Minggu 09 Februari 2020, 16:45 WIB

Pemulangan WNI Eks-IS Harus Mengacu pada UU Terorisme

Candra Yuri Nuralam | Politik dan Hukum
Pemulangan WNI Eks-IS Harus Mengacu pada UU Terorisme

MI/Susanto
Anggota DPR Fraksi PDI Perjuangan Masinton Pasaribu

 

PEMERINTAH diminta melirik undang-undang dalam isu pemulangan warga negara Indonesia (WNI) mantan anggota Islamic State (IS). WNI yang dipulangkan harus dihukum terlebih dahulu.

Anggota DPR dari Fraksi PDIP Masinton Pasaribu mengatakan setidaknya harus ada dua kategori hukum untuk WNI eks-IS tersebut.

Menurut dia, untuk orang yang hanya sebagai anggota yang belum ikut pelatihan teroris bisa dikenakan Pasal 12 huruf a undang-undang pemberantasan tindak pidana terorisme.

"Di situ tertulis setiap orang yang dengan sengaja menjadi anggota atau merekrut orang untuk menjadi anggota korporasi yang ditetapkan pengadilan sebagai organisasi terorisme dipidana paling singkat dua tahun dan paling lama tujuh tahun," kata Masinton, Minggu (9/2).

Baca juga: Rencana Memulangkan WNI Eks IS adalah Kesesatan

Masinton mengatakan untuk WNI yang sudah terpapar lebih parah harus dihukum lebih berat.

Setidaknya, kata dia, harus mengacu pada Pasal 12 huruf b undang-undang pemberantasan tindak pidana terorisme.

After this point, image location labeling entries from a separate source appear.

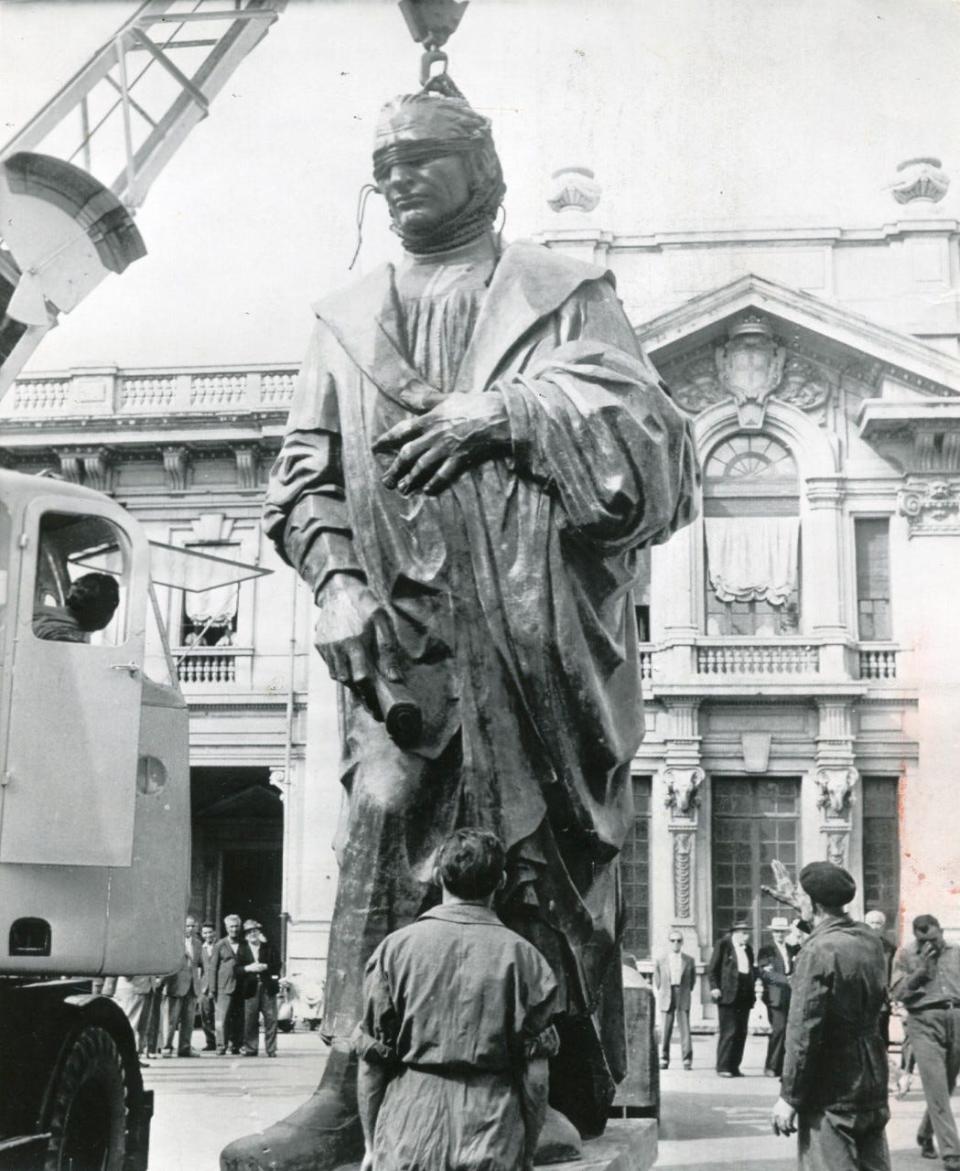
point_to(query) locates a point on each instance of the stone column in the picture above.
(823, 591)
(835, 781)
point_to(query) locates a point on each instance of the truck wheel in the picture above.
(88, 1122)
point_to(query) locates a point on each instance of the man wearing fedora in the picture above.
(835, 1074)
(732, 979)
(776, 961)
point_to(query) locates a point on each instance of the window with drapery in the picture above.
(210, 615)
(752, 534)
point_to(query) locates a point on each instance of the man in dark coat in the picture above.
(835, 1074)
(260, 964)
(226, 979)
(732, 979)
(475, 454)
(776, 966)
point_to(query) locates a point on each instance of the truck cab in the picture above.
(94, 822)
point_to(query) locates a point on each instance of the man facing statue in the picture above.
(475, 454)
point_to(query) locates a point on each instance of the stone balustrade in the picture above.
(108, 391)
(878, 662)
(758, 658)
(213, 666)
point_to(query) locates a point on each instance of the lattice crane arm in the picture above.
(73, 176)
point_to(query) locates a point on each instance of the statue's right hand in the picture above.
(355, 637)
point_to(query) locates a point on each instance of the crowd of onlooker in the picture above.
(232, 983)
(831, 987)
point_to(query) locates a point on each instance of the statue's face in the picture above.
(423, 196)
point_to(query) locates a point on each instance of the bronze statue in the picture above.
(475, 453)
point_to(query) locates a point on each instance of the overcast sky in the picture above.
(692, 113)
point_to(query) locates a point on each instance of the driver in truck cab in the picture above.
(91, 602)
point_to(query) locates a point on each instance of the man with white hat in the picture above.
(775, 961)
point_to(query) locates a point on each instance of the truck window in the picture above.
(82, 580)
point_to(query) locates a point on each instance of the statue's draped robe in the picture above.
(512, 597)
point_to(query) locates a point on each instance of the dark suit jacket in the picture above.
(252, 981)
(206, 970)
(186, 979)
(722, 970)
(662, 983)
(776, 984)
(224, 969)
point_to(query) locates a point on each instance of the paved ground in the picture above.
(708, 1123)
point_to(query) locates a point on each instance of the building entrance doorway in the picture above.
(755, 820)
(238, 848)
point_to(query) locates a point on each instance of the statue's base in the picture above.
(628, 1144)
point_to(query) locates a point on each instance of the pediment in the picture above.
(760, 340)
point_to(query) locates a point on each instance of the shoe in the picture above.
(927, 1150)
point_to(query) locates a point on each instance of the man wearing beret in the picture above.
(926, 980)
(732, 979)
(835, 1075)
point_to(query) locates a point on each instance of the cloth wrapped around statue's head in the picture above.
(415, 128)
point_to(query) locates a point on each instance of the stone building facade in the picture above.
(801, 654)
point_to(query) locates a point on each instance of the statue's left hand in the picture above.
(433, 449)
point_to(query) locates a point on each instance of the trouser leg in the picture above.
(208, 1018)
(666, 1029)
(825, 1143)
(185, 1024)
(686, 1042)
(739, 1040)
(930, 1038)
(223, 1020)
(170, 1020)
(252, 1022)
(777, 1018)
(268, 1008)
(725, 1038)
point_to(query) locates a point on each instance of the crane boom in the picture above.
(72, 178)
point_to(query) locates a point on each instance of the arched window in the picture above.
(752, 526)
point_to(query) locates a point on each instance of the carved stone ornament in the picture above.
(681, 791)
(574, 189)
(751, 367)
(683, 875)
(836, 791)
(920, 179)
(931, 506)
(837, 843)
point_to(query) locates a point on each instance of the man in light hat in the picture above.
(732, 978)
(475, 453)
(835, 1075)
(775, 961)
(926, 980)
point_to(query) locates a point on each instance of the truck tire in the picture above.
(88, 1118)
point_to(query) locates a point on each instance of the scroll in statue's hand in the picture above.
(356, 639)
(433, 449)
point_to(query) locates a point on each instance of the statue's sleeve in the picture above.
(304, 512)
(590, 418)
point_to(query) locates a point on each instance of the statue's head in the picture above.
(436, 165)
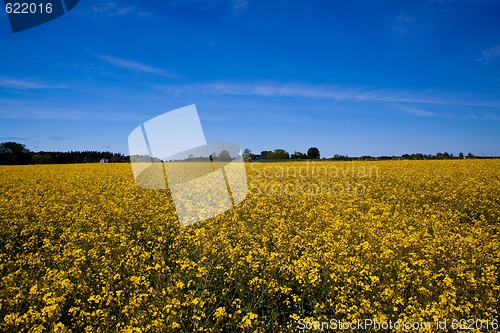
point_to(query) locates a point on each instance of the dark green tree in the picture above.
(313, 153)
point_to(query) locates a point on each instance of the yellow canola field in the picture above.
(83, 248)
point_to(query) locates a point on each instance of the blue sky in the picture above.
(349, 77)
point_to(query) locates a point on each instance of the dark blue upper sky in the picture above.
(349, 77)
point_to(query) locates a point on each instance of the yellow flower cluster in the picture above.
(83, 248)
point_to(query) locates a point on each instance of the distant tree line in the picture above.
(16, 153)
(313, 153)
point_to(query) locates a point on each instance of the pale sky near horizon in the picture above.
(349, 77)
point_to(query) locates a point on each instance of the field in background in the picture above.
(83, 248)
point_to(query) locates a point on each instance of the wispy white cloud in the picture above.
(25, 84)
(490, 54)
(337, 93)
(110, 9)
(418, 112)
(135, 66)
(403, 23)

"Pasal ini mengatur setiap orang yang dengan sengaja menyelenggarakan, memberikan, atau mengikuti pelatihan militer, pelatihan paramiliter, atau pelatihan lain, baik di dalam negeri maupun di luar negeri, dengan maksud merencanakan, mempersiapkan, atau melakukan tindak pidana terorisme atau ikut berperang di luar negeri untuk tindak pidana terorisme, dipidana paling singkat empat tahun dan paling lama 15 tahun," ujar Masinton.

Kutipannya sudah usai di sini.